Which brings us back to our case studies. Initially, it would seem Ofili and Shonibare have got things right. Their works reference their skin colour yet they're ironic and playful about it. Mercury and Powell prove more problematic. They fulfil one of Gutmann's criteria by refusing the racial identity that their would-be oppressors would have foisted upon them: Asians don't front rock bands, Black Americans don't vote Republican. Mercury, however, proves a unique case. He has been reclaimed as the first Indian pop star to achieve global acclaim, but if we follow Gutmann, it is doubtful whether one can usefully talk about Freddie Mercury's colour. In fact it is arguable that the most Indian thing about Freddie was his attempt to hide it.

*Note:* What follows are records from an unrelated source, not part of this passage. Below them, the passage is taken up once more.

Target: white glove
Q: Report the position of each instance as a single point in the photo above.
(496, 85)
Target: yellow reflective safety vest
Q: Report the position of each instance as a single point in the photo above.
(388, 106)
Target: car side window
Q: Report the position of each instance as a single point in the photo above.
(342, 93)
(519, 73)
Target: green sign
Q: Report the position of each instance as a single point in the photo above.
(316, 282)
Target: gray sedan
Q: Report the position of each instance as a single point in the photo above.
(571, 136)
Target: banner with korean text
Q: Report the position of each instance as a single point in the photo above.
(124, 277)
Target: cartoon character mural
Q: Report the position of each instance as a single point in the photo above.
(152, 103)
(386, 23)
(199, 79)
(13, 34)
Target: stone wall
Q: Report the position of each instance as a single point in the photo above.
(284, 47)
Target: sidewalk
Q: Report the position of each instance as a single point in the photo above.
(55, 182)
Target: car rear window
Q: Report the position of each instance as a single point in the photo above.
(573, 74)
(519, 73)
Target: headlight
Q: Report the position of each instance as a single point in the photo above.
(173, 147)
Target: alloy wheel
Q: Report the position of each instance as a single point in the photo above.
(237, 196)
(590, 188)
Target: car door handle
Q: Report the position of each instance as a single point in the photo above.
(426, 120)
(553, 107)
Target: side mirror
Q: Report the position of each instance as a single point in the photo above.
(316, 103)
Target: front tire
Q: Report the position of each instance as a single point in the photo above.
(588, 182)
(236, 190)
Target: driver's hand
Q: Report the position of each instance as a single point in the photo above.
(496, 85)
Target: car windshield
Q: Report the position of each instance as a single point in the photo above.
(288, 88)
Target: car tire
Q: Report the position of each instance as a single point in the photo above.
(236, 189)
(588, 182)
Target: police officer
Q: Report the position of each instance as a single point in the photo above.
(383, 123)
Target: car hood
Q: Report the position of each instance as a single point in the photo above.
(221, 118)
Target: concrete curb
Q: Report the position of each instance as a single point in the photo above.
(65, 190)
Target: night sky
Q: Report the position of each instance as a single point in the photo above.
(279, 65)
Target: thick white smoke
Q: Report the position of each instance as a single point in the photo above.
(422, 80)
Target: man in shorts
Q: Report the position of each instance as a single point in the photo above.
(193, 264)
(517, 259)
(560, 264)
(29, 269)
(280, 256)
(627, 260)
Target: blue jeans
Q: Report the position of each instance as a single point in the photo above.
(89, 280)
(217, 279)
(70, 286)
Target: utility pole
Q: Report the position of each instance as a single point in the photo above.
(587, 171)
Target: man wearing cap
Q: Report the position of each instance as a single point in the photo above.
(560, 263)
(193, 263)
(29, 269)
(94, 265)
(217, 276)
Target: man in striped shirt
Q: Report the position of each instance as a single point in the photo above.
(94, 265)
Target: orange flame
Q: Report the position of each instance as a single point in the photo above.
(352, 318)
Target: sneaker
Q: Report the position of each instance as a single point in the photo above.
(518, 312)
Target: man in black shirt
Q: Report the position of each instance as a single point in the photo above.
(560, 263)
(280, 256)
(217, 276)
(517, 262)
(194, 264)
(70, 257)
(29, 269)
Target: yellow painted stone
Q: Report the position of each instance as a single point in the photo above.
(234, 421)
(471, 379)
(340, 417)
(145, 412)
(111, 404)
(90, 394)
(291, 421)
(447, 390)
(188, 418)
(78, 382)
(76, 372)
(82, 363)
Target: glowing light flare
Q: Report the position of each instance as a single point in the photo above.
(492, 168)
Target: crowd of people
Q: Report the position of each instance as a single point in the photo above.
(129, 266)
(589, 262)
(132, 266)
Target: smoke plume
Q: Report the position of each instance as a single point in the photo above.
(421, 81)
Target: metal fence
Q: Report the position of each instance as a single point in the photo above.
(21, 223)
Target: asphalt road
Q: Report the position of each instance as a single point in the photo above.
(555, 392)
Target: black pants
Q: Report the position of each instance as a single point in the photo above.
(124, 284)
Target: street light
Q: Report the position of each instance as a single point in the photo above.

Think about this nugget of wisdom from Sonya Aurora-Madan, Indian-born lead singer of Echobelly: 'Even though I've got brown skin I consider myself to be quite British. I don't really speak very good Indian.' A similar, if more articulate, sentiment runs through most interviews with Anish Kapoor, despite the obvious subcontinental connotations of his sculptures. Even Karim Amir's description of going to a football match in Hanif Kureishi's The Buddha of Suburbia, 'where I forced Changez to wear a bobble-hat over his face in case the lads saw he was a Paki and imagined I was one too', suggests that there might be some sort of exodus here away from groups which have never widely been perceived as particularly cool. If the key to colour consciousness is a knowing contingency, there is nothing wrong with following Mercury's example, but in certain cases it seems only to lead to reinforcing the racial stereotypes which Gutmann so wants to escape.

Powell would also win points for being a Republican, which by extension would mean he would have won more points for becoming a member of a far-right neo-Nazi group, smashing yet another racial stereotype in that heroic Gulf War Commander way, and all of this without him even strictly (whatever that means) being black. As Terry Eagleton has pointed out, trying to fight evil essentialisms such as race with contingent irony is a losing game. And poor old Freddie, singing increasingly theatrical songs about the end of the road being nigh, making his fans cry and the rest of us cringe, perhaps knew that all along.